If Aboriginal Australians excelled in tech, they’d be lumped in with Asians too.
Bostonian
Oct 7 2014 at 3:28pm
“Another strange part is that in the last few years south Asians and east Asians have become simply Asians even though they share virtually no common ethnic or cultural traits”
“Oriental” used to be a respectable term, but it is no longer PC, so Orientals are now called Asians.
MikeP
Oct 7 2014 at 3:30pm
no matter what part of Asia they’re from, white people are not surprised to see them doing well in the tech industry.
NZ,
There is insufficient evidence to say that Asians do well in the tech industry. All we can say is that Asians in the US do well in the tech industry.
And Asians in the US do well in the tech industry largely because they or their parents came to the US as the highly selected technological cream of their respective nations.
Those Asians who came or whose ancestors came to the US through some other route — e.g., Filipinos over the last century, Laotians, Cambodians and Vietnamese after the Vietnam war, longtime Japanese and Cantonese Californians — are likely not as highly represented in the tech industry as newly immigrated Chinese and Indians and their children.
Massimo
Oct 7 2014 at 4:10pm
@MikeP + @NZ, Asians aren’t even people from Asia. Traditional white Russian people are considered European, even though they are from Asia.

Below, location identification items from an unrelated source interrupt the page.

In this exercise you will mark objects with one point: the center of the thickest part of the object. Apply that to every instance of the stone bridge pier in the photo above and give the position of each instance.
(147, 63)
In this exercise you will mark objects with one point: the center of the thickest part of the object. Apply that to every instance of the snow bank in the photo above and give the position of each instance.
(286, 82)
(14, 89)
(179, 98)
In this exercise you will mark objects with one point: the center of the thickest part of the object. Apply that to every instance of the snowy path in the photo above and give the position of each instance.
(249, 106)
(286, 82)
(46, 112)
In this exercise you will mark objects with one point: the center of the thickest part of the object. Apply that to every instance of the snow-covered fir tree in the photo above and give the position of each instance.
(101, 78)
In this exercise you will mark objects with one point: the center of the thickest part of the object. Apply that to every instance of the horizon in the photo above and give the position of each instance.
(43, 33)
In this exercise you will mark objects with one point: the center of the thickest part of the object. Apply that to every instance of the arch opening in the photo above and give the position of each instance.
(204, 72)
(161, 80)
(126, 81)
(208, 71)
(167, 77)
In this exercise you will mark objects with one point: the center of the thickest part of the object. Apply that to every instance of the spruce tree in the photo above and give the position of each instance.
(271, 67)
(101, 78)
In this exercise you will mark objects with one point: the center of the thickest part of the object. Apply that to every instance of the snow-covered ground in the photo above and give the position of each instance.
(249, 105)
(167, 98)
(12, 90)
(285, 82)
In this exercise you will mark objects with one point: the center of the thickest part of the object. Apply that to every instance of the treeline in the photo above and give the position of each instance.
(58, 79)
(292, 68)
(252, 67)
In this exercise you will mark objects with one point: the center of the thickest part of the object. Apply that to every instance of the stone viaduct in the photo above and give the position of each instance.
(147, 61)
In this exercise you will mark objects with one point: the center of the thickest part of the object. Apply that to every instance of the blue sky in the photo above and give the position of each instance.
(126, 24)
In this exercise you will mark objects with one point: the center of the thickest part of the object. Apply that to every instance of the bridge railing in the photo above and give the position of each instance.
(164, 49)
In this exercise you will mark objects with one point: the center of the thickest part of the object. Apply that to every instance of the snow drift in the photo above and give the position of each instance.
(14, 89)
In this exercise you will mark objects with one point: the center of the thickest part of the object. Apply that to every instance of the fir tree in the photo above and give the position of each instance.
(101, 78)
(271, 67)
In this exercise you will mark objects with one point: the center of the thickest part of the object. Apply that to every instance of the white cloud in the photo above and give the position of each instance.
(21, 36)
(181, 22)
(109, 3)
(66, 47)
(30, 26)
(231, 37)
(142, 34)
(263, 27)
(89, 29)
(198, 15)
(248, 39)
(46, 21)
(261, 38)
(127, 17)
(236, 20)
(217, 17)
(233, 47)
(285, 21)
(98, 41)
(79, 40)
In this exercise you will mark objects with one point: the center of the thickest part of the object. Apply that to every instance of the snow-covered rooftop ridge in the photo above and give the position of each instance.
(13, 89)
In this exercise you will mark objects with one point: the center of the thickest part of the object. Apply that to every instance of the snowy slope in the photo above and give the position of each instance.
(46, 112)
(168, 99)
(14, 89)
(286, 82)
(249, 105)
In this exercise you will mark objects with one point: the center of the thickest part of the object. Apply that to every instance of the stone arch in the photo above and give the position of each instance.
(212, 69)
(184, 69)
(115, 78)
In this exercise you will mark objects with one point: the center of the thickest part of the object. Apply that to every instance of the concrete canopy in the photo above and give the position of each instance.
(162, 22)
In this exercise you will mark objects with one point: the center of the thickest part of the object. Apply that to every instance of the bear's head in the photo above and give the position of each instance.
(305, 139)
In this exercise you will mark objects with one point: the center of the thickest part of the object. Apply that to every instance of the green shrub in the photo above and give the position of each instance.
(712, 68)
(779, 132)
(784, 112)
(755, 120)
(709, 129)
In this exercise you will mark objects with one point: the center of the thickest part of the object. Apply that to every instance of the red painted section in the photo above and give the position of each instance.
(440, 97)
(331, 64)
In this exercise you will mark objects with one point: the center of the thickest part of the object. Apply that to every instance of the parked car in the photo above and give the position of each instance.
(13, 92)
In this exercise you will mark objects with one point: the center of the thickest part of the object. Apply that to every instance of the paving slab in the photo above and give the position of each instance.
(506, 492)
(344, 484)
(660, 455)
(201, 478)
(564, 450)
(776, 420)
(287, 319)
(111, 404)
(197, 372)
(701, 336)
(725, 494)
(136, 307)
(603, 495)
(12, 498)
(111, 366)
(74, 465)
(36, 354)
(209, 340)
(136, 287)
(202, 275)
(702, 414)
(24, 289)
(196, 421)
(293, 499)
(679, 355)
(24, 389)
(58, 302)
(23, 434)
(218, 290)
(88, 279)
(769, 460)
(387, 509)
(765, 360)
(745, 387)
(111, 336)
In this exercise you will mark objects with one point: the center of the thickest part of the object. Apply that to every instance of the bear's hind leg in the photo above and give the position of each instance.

The ethnic categories are always very rough and imprecise. Hindu Indians are probably genetically closer to Euro whites, but are classified as Asians. Arabs and North Africans are grouped as Caucasians with Euro whites, but are culturally quite different.
NZ
Oct 7 2014 at 4:42pm
@MikeP:
I was simply saying that if you tell a white person “Company X’s employees are 57% white and 43% Asian” the typical white person, especially an off-the-clock journalist, will shrug and say “Yeah, sounds about right.”
@Massimo:
I was not making anthropological statements about what exactly defines an Asian or member of any other race. I was explaining how the word Asian is used in common vernacular, especially in journalism.
Jay
Oct 7 2014 at 6:21pm
@mico
I think its worse than that, their 3rd assumption is that even if the first two are true (which as you say is impossible as they are contradictory), that the companies themselves, the most successful companies in the U.S. and the world, don’t know these gems of wisdom already or know them but choose to ignore them and only right-minded folks like the NYT can show them the light.
Massimo
Oct 8 2014 at 11:21am
These are easy and obvious counter points. The left’s strategy is to dilute rather than debate the strong counter points, aggressively promote their narrative, and seize power.
The entire issue of race is a cauldron of lies and hypocrisy in America.
David Henderson endorses Nelson Mandela as a saint. You have to make similar race based leaps of logic to come to that conclusion. It is beyond bizarre to see such a committed terrorist and unrepentent murderer win an award of “peace”.
Charley Hooper
Oct 8 2014 at 5:01pm
Newsflash! Large companies have been trying to increase “diversity” for decades.
I was hired by a Fortune 100 company 25 years ago. My hiring was announced matter of factly in the department newsletter. A few weeks later, my department hired a woman and bragged about that in the newsletter. Later, a black woman was hired and the newsletter positively gushed about that fact. I was taken aback.
This company was racist and sexist, but not in the traditional way.
If such companies still don’t have “diverse” workforces, what conclusions can we draw about the supply of qualified candidates?
TMC
Oct 10 2014 at 7:08pm
“Har har, liberals are the real racists and all of that, of course.” Not racists, but hypocrites.